Emocjonalne napięcie i zmieniające się uczucia udaje się przedstawić dzięki syntetycznym dialogom i subtelnej grze aktorskiej oraz szczególnej pracy kamery i inscenizacji. Matylda wydaje się być zachwycona nową znajomością i przerażona perspektywą utraty Emilii. Za jej nieco nazbyt ekspresyjnymi zachowaniami okazuje się skrywać zdumienie, że relacja z kobietą może dać jej szczęście. Jednocześnie chwyta się za wszelką cenę tej szansy. Stopniowo odsłania się przed Emilią, która jest w związku z chłopakiem. Emila początkowo zirytowana sytuacją, z czasem ujawnia fascynację poznaną w nocy Matyldą. Moment życiowy, w jakim znalazły się obie bohaterki, okazuje się pod pewnymi względami podobny - obie rozczarowane związkami znajdują ku swemu zaskoczeniu spełnienie w miłości lesbijskiej. Stają się sobie bliskie. Nie wiadomo, jak ułoży się relacja pomiędzy nimi, czy będzie trwała. Ostatnia scena i wypowiedziane przez Emilię z czułością i w skupieniu imię partnerki zdają się sugerować, że miłość ta może rozkwitnąć.

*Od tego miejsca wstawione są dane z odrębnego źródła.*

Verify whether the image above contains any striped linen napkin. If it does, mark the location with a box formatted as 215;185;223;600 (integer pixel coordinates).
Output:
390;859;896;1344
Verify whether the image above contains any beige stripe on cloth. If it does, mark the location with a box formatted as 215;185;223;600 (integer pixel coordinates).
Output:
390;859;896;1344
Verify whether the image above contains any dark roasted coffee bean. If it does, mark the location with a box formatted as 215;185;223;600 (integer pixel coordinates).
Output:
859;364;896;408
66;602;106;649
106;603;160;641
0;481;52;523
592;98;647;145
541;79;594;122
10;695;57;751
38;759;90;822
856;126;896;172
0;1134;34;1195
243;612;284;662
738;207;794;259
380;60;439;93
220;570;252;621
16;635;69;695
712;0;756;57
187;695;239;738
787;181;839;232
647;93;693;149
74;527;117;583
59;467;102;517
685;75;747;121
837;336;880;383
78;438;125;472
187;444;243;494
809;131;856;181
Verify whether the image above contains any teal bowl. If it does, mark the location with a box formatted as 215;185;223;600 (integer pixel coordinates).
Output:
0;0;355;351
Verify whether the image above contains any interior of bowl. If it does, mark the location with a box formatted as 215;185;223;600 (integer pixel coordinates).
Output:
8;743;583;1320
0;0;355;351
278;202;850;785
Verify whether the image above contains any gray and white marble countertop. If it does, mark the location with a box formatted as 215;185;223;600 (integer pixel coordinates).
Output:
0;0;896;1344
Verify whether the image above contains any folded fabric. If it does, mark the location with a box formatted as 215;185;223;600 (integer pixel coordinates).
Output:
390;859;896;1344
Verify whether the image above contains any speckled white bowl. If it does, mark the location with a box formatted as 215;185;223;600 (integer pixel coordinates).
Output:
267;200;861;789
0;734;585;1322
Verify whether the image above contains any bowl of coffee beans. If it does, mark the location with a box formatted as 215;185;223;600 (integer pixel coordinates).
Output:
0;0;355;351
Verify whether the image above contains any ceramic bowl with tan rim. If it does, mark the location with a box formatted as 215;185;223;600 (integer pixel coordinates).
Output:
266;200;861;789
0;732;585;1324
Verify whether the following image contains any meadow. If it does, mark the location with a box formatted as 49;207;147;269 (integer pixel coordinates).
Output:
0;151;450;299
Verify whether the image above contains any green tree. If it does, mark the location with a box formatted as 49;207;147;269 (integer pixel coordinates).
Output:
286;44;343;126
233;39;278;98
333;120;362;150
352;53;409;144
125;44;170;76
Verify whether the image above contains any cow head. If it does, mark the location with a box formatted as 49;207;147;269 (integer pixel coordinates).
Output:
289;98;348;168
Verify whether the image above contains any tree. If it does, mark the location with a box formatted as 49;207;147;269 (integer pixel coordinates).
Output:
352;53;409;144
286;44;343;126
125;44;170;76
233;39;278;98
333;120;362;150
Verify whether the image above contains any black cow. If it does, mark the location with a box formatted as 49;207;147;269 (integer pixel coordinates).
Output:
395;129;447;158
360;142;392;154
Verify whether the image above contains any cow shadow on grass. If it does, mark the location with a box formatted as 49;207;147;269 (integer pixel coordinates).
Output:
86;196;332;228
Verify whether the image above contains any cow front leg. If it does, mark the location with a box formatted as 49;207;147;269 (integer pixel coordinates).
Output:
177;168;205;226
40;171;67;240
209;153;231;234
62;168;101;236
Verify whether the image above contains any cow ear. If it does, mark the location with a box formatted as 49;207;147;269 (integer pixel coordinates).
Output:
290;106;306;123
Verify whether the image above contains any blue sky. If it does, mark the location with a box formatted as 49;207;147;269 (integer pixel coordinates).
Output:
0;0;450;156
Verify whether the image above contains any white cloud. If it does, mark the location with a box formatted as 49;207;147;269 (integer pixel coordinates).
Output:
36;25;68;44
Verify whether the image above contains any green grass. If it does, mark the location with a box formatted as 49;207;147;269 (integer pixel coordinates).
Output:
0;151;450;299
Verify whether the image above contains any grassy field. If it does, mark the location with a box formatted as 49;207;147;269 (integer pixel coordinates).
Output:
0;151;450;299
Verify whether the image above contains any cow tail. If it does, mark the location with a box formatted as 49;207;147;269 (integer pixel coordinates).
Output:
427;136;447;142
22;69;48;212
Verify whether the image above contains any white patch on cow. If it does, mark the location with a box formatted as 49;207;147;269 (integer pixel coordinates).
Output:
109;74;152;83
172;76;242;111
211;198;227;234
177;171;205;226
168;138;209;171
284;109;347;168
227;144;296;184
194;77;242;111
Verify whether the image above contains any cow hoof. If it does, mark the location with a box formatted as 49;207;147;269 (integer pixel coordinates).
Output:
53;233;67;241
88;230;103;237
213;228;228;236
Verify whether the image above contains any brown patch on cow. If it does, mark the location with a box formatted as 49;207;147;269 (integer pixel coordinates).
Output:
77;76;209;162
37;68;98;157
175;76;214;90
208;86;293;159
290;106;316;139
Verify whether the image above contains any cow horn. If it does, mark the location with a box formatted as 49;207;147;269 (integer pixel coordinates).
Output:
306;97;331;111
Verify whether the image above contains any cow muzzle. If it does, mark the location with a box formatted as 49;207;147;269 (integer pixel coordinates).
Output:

Pierwsza scena etiudy rozgrywająca się w dyskotece podporządkowana została transowemu rytmowi muzyki. Kamera wykonuje wolne, równoległe jazdy. Całość filmowana jest w odległych planach w slow motion jak we śnie lub wizji. Emila następnego ranka nie będzie w stanie odtworzyć przebiegu zdarzeń. W finale sceny zastosowano zbliżenie - kadr wypełniają usta całujących się kobiet. Zupełnie inny rodzaj napięcia towarzyszy obu dziewczynom podczas spotkania tuż po przebudzeniu. Nerwowość Emilii, która nie może dodzwonić się do swojego chłopaka, i najpierw nie może, a potem nie chce opuścić mieszkania Matyldy oddana jest poprzez ruchliwość kamery. Gdy kobiety zaczynają rozmawiać, a jednocześnie rozumieć to, co zaszło między nimi, znów ujęcia stają się spokojniejsze, bliższe transowemu rytmowi pierwszej sceny, jakby emocje towarzyszące pierwszemu pocałunkowi do nich powróciły. Bycie razem sprawia im radość, rodzi się między nimi bliskość ujawniająca się w drobnych gestach odgarniania włosów, poprawiania kaptura bluzy, dotyku. Ostatnia scena Pocałunku znów filmowana jest w stylistyce podobnej do ujęć w dyskotece. Tym razem jednak obie kobiety świadomie podejmują decyzję o zbliżeniu.